There’s something decidedly cinematic about Babylon – and not just because the house shares its name with a film about the Golden Age of Hollywood.
On the northern tip of Sydney’s Bilgola Plateau, it sits on a ridge between Pittwater and Avalon Beach.
Nestled among giant boulders and eucalypts, fortress-like sandstone walls tower at one end and form an eccentric rotunda with a performance stage at the other.
Up this high, the sunrises and panoramic water views are to die for.
Designed by architect Edwin Kingsberry in the early 1950s – and given a new lease of life by Casey Brown Architecture – the house has an undeniable Gothic majesty, earning it the nickname The Castle.
“The house has a magic difficult to find even in the best architect-designed houses,” says interior designer Fiona Spence, who bought the property with her husband, one-time concert production manager Morris Lyda, in 2015.
Some of that mystique stems from the house’s backstory, which could’ve been lifted from a Hollywood script.
Kingsberry, who owned the land, sold it to a couple on the proviso he built the house he wanted, before taking up (and off) with the wife.
Its reputation grew during the hippie-fuelled ’60s and ’70s as a wild bohemian party house run by the owners’ son, a member of the Bilgola Bop Band.
One of those partygoers was Spence herself, who’d long eyed the property.
“I was stunned by the journey up the [96] stone stairs from the car park through the arched passageway,” she recalls. “It was like entering a castle.”
When the opportunity arose to buy it, the couple pounced. It had been let go and was in need of love.
“That was the beauty of getting it … in its raw form,” says Spence, who rechristened the property Babylon, after the Tower of Babel.
“No one had messed with it. We just needed to coax it into the 21st century.”
The couple approached Rob Brown of Casey Brown Architecture.
He had to work with a mix of styles – modern and Sydney School (known in architectural circles as nuts and berries), as well as the quirks and idiosyncrasies of the opera-loving Kingsberry, who dubbed the house Götterdämmerung (Twilight of the Gods) after Wagner’s Ring Cycle.
He also collaborated with Spence and Lyda, who were keen to lend the design process their own expertise.
“The owners, drawn to the original character, wanted something in that character, not a copy but in the spirit of the original,” Brown says. “They wanted to marry the aesthetic and design language of old and new.”
Initially, a cable car was installed for easier access from a new solar-powered carport.
The stairs were restored with handcrafted wrought-iron handrails and recycled timber steps added.
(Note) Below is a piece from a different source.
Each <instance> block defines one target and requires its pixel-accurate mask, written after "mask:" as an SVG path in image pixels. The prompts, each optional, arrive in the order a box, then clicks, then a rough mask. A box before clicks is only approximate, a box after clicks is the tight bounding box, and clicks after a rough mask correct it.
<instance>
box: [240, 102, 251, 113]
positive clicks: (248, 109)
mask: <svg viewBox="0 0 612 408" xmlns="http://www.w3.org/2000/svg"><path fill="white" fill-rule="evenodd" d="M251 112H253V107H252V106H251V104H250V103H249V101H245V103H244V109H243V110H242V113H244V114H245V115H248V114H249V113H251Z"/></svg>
The project’s early stages also focused on revamping the existing three-storey apartment (with a trapdoor to a basement bathroom) and an oval-shaped “grand room”, with an unusual gravity-defying, bowstring truss ceiling.
This included repointing sandstone walls, restoring a fireplace and replacing the roof that spanned both wings and the patio in between.
In keeping with Babylon’s eccentric nature, a dramatic four-metre pivoting wall was added to the east wing as well as a guillotine-style steel shutter between the bar and terrace.
However, it’s the major additions – a new southern wing and a kitchen (five times bigger than the previous one) – that play most to the whimsical, offbeat nature of the original architecture.
Notably, the new wing – bedroom, en suite, robe, study and powder room – was built around the trees and boulders, so “live” rock reaches into the rooms.
“When we removed the soil, we exposed this fantastic rock, which we decided to include,” Brown says of the idiosyncratic design. “It was a chance to enhance and respect the place, to integrate it with nature.”
Equally bonkers are the crazy-good terrazzo floors inset with recycled marble and granite chunks in the new wing and kitchen.
This is where Spence stepped up. She drew inspiration from Canberra’s Monster Kitchen and Bar and the house’s original bathroom, arranging stone pieces as if she were creating an abstract artwork, after which the terrazzo was poured.
Spence worked with a fiery Patagonian quartz, as well as black, white and red-coloured stone.
“Like art, it took time to place and put together,” she says. “I get great joy out of the floor.”
The eye-catching floors also worked with the broader material palette, like the black-painted ceilings and Tasmanian blackwood walls that Spence “pickled” with a vinegar-and-steel-wool-based treatment she created.
It should be no surprise that Babylon has been eyed by the design community.
It won the John Verge Award for Interior Architecture and an alterations and additions award at the recent Australian Institute of Architects NSW Architecture Awards, and it has also been shortlisted for this year’s Houses Awards for alteration and addition under 200 square metres.
“It’s a place where life is lived to the fullest,” Brown says.